Seesaws around 20-DMA, $14.00 appears key hurdle


  • USD/TRY holds onto the weekly grind around key technical indicators.
  • 20-DMA, 50% Fibonacci retracement clutch the immediate moves.
  • Sustained trading above 50-DMA, MACD conditions signal further upside.
  • Five-week-old horizontal line challenges short-term buyers, 61.8% Fibo. adds to the downside filters.

USD/TRY remains sidelined around $13.40 during Wednesday’s Asian session.

In doing so, the Turkish lira (TRY) pair takes rounds to the 20-DMA and 50% Fibonacci retracement (Fibo.) of September-December upside of late.
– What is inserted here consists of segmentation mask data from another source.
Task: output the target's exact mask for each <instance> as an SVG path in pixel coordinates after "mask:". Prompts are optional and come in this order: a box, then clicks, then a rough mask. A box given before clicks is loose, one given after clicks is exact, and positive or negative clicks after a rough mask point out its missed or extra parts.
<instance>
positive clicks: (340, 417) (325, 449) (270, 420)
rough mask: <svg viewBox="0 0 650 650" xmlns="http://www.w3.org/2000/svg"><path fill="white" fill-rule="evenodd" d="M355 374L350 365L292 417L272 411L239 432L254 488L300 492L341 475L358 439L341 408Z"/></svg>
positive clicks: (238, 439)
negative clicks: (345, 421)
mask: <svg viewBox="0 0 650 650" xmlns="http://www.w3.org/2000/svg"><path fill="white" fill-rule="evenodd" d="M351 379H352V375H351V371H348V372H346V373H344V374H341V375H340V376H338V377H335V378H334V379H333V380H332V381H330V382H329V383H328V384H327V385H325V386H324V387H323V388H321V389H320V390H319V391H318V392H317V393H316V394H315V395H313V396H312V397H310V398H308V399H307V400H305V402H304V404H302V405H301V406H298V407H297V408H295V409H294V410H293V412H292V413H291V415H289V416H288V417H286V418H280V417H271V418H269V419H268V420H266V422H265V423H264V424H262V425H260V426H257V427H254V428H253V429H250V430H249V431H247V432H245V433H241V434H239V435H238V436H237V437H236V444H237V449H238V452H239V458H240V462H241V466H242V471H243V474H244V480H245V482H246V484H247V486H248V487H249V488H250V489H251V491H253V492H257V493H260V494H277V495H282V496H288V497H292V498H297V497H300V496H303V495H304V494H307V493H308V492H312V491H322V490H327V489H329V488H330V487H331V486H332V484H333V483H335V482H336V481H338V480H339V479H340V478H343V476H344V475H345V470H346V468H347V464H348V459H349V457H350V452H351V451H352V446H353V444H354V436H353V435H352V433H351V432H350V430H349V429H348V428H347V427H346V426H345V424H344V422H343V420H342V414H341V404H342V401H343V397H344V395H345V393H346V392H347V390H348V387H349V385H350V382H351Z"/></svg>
It’s worth noting, however, that the quote’s sustained trading above 50-DMA, as well as ability to bounce off 78.6% Fibo., favor buyers to aim for the horizontal resistance established since November 30, around $14.00.

Following that, $14.80 and $15.70 may test the bulls before directing them to the record high marked in the last month around $18.35.

Alternatively, pullback moves remain elusive beyond convergence of the 50-DMA and 61.8% Fibonacci retracement level near $12.10.

Also acting as short-term support is the $12.00 threshold, a break of which will again direct the quote towards 78.6% Fibo. level surrounding $10.40.

Overall, USD/TRY bulls are in command but seem cautious ahead of the key US data docket.